We headed to my Aunt Wilma’s house for the graduation party in honor of my cousin David. Poor Jairo had to deal with my crazy extended family. But it was nice.

That night I fell to sleep very easily. The next day we hung out with Grandpa and he took us to Nick’s, a diner he goes to pretty often. The food was excellent and the waitress was incredibly nice. Grandpa talks to all the people there like he knows them. Later we had dinner and then we visited with my Uncle Butch’s family and Aunt Wilma’s again. That evening we ended up sitting on their front porch watching fireworks.

The next morning we had to leave.

Leaving was hard. Harder than it’s been in the past. This time, I realized that I’d not been there in a long time. The last few times I’ve seen everyone has been in TN. I’d almost forgotten how peaceful it was to just be there, with my family, sitting around at Grandpa’s, chatting and listening to him tell bad jokes. Forgotten how nice it is to spend some time around some members of my family. I’d gotten used to being apart from them, but for the first time in a long time I just wanted to stretch the moments out.

Grandpa got upset when I left and that affected me a lot.
The trip back was better. There wasn’t any major traffic jams and we moved at a steady pace. I think it helped Jairo’s hatred of car trips. Which helps me because I needed to know that I could get him to go on them with me.

Thursday, Grandpa had a test done to check his lungs and take a biopsy of the tumors to check for malignancy. They said his bronchial tubes were pretty much clear and they’ll have the results for the tumors on Tuesday.

I feel. . . well, I don’t know how I feel.
Part of me feels like normal. Everything seems fine. It’s going to end up being something minor and we’re all worried for nothing. But there’s this other half of me that’s preparing. Or trying to.
The thing is, I realized, when my grandmother died. Even when she was getting sick and on her deathbed, I was ready for it. It was time. I’m not ready for this to be it.

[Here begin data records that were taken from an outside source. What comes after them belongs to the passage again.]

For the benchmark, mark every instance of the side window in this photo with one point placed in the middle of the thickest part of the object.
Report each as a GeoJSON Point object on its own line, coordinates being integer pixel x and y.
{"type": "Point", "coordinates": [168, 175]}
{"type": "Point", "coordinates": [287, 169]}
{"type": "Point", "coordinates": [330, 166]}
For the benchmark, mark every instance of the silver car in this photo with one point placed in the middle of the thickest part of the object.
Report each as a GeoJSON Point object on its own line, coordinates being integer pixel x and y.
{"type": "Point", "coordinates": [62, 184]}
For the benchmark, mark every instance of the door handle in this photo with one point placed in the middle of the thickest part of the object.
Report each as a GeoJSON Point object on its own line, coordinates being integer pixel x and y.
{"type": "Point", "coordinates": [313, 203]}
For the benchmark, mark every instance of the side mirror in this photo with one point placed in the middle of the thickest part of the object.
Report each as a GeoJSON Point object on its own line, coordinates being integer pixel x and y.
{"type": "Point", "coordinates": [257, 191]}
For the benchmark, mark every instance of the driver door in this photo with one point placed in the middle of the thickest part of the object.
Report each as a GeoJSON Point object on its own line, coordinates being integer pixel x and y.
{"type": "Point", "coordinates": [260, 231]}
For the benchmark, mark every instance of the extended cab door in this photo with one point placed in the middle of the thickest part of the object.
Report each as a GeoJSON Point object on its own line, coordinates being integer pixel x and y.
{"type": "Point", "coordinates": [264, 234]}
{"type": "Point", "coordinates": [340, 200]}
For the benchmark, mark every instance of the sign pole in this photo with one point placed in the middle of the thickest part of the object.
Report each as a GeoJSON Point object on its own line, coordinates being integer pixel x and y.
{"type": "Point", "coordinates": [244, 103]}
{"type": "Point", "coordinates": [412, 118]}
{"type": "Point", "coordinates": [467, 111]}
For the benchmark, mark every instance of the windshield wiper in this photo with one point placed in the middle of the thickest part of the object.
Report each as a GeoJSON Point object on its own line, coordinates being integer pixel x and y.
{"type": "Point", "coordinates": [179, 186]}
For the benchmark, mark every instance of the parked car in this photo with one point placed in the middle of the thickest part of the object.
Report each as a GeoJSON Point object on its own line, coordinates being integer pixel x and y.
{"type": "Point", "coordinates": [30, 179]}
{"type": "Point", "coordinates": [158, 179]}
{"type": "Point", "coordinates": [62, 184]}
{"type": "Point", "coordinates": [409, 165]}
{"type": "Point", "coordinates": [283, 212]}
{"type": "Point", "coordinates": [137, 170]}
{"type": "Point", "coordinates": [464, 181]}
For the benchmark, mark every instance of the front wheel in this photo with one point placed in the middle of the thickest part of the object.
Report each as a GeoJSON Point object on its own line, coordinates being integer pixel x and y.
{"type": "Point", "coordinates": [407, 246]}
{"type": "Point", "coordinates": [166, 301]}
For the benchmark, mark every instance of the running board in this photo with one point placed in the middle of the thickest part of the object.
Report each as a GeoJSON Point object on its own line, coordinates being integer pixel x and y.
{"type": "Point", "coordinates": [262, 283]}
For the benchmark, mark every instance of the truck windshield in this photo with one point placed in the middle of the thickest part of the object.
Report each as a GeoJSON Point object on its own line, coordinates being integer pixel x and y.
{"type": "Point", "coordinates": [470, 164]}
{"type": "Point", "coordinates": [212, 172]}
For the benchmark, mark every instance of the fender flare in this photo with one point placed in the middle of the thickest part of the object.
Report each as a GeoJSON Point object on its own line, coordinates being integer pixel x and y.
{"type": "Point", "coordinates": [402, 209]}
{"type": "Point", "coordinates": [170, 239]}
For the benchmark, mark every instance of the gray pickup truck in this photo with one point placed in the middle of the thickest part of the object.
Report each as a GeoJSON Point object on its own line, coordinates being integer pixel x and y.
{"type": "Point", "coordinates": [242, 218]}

But I refuse to talk to him like it’s something horrible. He keeps saying stuff about “once I get this lung thing taken care of” and my mom thinks he’s so unaware. I think he’s just choosing not to focus negatively. And I’m not going to make him.

And I’m pissed at my mother. I can’t understand how she can still be smoking. She has little heart attacks because of cigarette smoke, her mother told her on her deathbed to stop smoking, her father now has emphazema and probably lung cancer. What the hell more incentive does she need to quit?!?

Since the trip I hate to admit it but life has pretty much gone back to normal. Except that I had to catch up on some sleep. I’m waiting to see what they say tomorrow.